The International Studies Association meeting is getting underway shortly in New Orleans. I’m not sure who’s very strange idea it was to combine academics and “Mardi Gras” – (I can’t wait to see the “Professors Gone Wild! Video…. Actually, I can… ) but we’re here and letting the bon temps rouler – as it were.

Of course this year’s Mardi Gras has a very important unofficial theme – the New Orleans Saints – who won the Superbowl this year. There are gold fleur de lis everywhere and on everything. I ran into a publisher last night who swore that he ran into a group of people who hadn’t stopped celebrating the victory since last Sunday.

Yet the joy of the Saints isn’t for New Orleans alone. It seemed that much of the Western world was cheering for them to win too (outside of Indianapolis, I guess.) Even in the UK, the Times posted a video (linked above) with their very posh writers saying “Who Dat?” to the camera.

I think this follows on my (slightly cranky) post this weekend which suggested that no one outside of North America was really interested in the Olympics, largely because Canada is boring (aside from other geopolitical considerations). Unlike the Beijing Olympics, there is no story behind the story.

But the same was not true for this year’s Superbowl, which NBC claims was the most watched TV event ever. (Although not everyone agrees.)Internationally, the Saints were so popular because they were seen as literally embodying New Orleans and its rise after Hurricane Katrina. The Superbowl in the UK was not just some strange American game broadcast on the BBC at 11pm. It was a highly symbolic match which represented a passionate American story… the kind the Europeans love to sink their teeth into.
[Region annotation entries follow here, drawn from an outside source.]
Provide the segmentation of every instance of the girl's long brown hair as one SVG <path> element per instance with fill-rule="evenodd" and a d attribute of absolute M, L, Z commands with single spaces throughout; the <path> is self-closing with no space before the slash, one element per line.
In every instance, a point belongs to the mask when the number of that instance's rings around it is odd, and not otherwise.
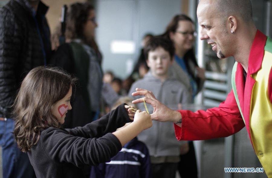
<path fill-rule="evenodd" d="M 60 123 L 51 113 L 54 103 L 63 98 L 76 79 L 56 67 L 38 67 L 31 70 L 23 81 L 14 104 L 14 135 L 24 152 L 37 144 L 40 131 Z"/>

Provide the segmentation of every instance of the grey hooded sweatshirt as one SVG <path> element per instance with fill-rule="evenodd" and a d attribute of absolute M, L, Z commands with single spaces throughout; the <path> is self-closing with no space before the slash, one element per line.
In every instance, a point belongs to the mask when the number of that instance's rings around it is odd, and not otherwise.
<path fill-rule="evenodd" d="M 143 79 L 132 84 L 129 96 L 131 96 L 131 94 L 136 91 L 136 88 L 151 91 L 157 99 L 173 109 L 178 109 L 179 104 L 188 103 L 191 100 L 191 95 L 186 88 L 172 76 L 162 83 L 152 75 L 150 71 Z M 136 99 L 142 97 L 133 97 Z M 153 108 L 150 105 L 146 105 L 151 114 Z M 141 111 L 146 110 L 143 103 L 138 104 L 137 107 Z M 137 136 L 139 140 L 146 144 L 150 155 L 154 157 L 179 155 L 180 146 L 186 141 L 177 140 L 173 122 L 154 121 L 152 122 L 151 128 L 142 131 Z"/>

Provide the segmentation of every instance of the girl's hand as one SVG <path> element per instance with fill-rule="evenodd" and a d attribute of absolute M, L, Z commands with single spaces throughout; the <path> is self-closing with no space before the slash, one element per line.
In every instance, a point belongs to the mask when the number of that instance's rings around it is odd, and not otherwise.
<path fill-rule="evenodd" d="M 134 119 L 134 115 L 135 115 L 135 113 L 132 112 L 132 111 L 135 111 L 131 108 L 133 108 L 132 106 L 127 105 L 125 105 L 125 108 L 128 112 L 128 117 L 130 120 L 133 121 Z"/>
<path fill-rule="evenodd" d="M 134 122 L 140 123 L 142 130 L 151 127 L 153 125 L 150 115 L 146 111 L 141 112 L 140 110 L 136 112 Z"/>

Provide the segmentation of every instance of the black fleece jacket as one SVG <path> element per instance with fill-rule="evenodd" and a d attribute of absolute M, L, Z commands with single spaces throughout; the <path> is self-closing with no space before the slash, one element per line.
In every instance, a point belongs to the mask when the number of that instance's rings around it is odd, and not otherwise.
<path fill-rule="evenodd" d="M 130 121 L 122 104 L 83 127 L 42 131 L 38 143 L 28 152 L 36 176 L 84 177 L 83 166 L 109 161 L 121 150 L 121 143 L 111 133 Z"/>

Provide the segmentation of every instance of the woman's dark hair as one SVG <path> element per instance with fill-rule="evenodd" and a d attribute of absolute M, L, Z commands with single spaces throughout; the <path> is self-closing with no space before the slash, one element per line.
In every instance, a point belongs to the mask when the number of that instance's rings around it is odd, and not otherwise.
<path fill-rule="evenodd" d="M 93 6 L 89 2 L 77 2 L 71 5 L 68 8 L 66 15 L 65 38 L 68 39 L 79 38 L 93 48 L 99 56 L 102 54 L 93 38 L 88 39 L 84 35 L 84 27 L 88 20 L 90 11 L 94 10 Z M 59 36 L 60 34 L 60 27 L 57 29 Z M 57 38 L 58 40 L 58 37 Z"/>
<path fill-rule="evenodd" d="M 37 144 L 40 131 L 60 127 L 52 115 L 53 104 L 63 98 L 76 79 L 60 68 L 38 67 L 31 70 L 23 81 L 13 105 L 14 135 L 18 146 L 26 152 Z"/>
<path fill-rule="evenodd" d="M 168 39 L 171 40 L 170 37 L 170 32 L 173 33 L 175 33 L 176 29 L 178 27 L 179 22 L 180 21 L 189 21 L 194 24 L 193 21 L 192 19 L 185 14 L 178 14 L 174 16 L 170 21 L 170 23 L 166 27 L 165 31 L 162 35 Z M 191 76 L 195 80 L 196 79 L 195 78 L 194 75 L 195 71 L 192 71 L 191 68 L 188 66 L 188 61 L 189 60 L 191 60 L 194 63 L 196 66 L 198 66 L 198 65 L 196 62 L 196 59 L 195 54 L 195 50 L 193 48 L 189 50 L 187 52 L 185 53 L 183 57 L 186 67 L 188 70 L 188 72 Z"/>
<path fill-rule="evenodd" d="M 94 9 L 89 2 L 77 2 L 68 8 L 67 15 L 67 37 L 69 39 L 84 40 L 84 26 L 88 20 L 90 11 Z"/>
<path fill-rule="evenodd" d="M 175 48 L 173 42 L 170 39 L 162 36 L 154 37 L 147 42 L 144 48 L 144 53 L 146 60 L 148 57 L 148 53 L 161 47 L 169 53 L 171 60 L 175 54 Z"/>

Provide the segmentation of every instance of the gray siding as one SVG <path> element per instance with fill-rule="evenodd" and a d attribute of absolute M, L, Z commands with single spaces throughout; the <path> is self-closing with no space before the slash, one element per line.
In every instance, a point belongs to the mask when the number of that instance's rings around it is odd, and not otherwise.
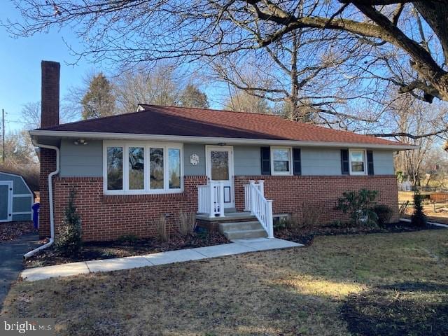
<path fill-rule="evenodd" d="M 33 197 L 13 197 L 13 212 L 31 211 L 31 206 L 33 205 Z"/>
<path fill-rule="evenodd" d="M 103 141 L 89 141 L 76 146 L 73 140 L 61 141 L 61 177 L 103 176 Z"/>
<path fill-rule="evenodd" d="M 260 146 L 234 146 L 234 167 L 235 176 L 260 175 Z M 302 175 L 341 175 L 340 148 L 302 147 Z M 199 155 L 199 163 L 190 163 L 190 156 Z M 375 175 L 394 174 L 393 152 L 376 150 L 373 151 Z M 62 177 L 101 177 L 102 176 L 102 141 L 90 141 L 86 146 L 76 146 L 73 141 L 61 141 Z M 205 145 L 184 144 L 184 174 L 186 176 L 206 174 Z M 16 187 L 16 185 L 18 186 Z M 14 188 L 21 188 L 14 183 Z M 19 193 L 23 193 L 23 190 Z"/>
<path fill-rule="evenodd" d="M 374 150 L 373 170 L 375 175 L 393 175 L 393 151 Z"/>
<path fill-rule="evenodd" d="M 233 147 L 233 160 L 236 176 L 261 174 L 260 147 L 235 146 Z"/>
<path fill-rule="evenodd" d="M 302 148 L 302 175 L 341 175 L 338 148 Z"/>
<path fill-rule="evenodd" d="M 195 166 L 190 163 L 192 154 L 199 156 L 199 162 Z M 200 144 L 183 144 L 183 174 L 187 176 L 203 176 L 205 172 L 205 145 Z"/>
<path fill-rule="evenodd" d="M 27 187 L 27 185 L 23 183 L 22 177 L 17 175 L 8 175 L 7 174 L 3 174 L 0 172 L 0 181 L 12 181 L 13 193 L 15 194 L 29 194 L 29 190 Z"/>

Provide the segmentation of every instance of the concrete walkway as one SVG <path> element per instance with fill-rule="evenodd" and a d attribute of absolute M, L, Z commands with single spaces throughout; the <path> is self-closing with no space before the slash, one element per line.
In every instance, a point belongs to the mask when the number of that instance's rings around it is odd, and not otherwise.
<path fill-rule="evenodd" d="M 24 234 L 0 242 L 0 310 L 13 281 L 23 270 L 23 254 L 39 244 L 37 234 Z"/>
<path fill-rule="evenodd" d="M 230 244 L 213 246 L 187 248 L 185 250 L 169 251 L 158 253 L 137 255 L 135 257 L 103 259 L 71 264 L 46 266 L 45 267 L 29 268 L 22 272 L 24 280 L 34 281 L 58 276 L 110 272 L 130 268 L 155 266 L 158 265 L 199 260 L 210 258 L 234 255 L 247 252 L 286 248 L 303 246 L 301 244 L 274 238 L 257 238 L 253 239 L 238 239 Z"/>

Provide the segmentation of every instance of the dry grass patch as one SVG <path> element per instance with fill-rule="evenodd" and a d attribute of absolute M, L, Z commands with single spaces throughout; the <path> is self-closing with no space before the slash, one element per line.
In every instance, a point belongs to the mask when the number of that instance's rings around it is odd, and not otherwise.
<path fill-rule="evenodd" d="M 55 317 L 63 335 L 349 335 L 351 295 L 407 281 L 431 283 L 440 298 L 447 260 L 447 230 L 318 237 L 307 248 L 19 282 L 3 314 Z"/>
The same thing could be argued about the New England Patriots when won the Superbowl in 2002. The nationalistically named team became symbolic of America’s rise after 9/11 and the imagery of that Superbowl was deliberately tied to 9/11. This may actually be a significant difference with the last Superbowl – that much of the linkage to Katrina was not as deliberate or politically motivated. Rather it this year it seems to have been done so by a media trying to push a story.

So, do we need stories behind the stories in order to better appreciate sports? Could the same be said about chess matches in the Cold War – where entire nations nervously bit their nails while uber-nerds of the superpowers battled it out? (I’m assuming that without the Cold War tensions that 99% of the attention to those matches probably wouldn’t have been there.)

I’m uncertain, but on the surface, it certainly seems to help.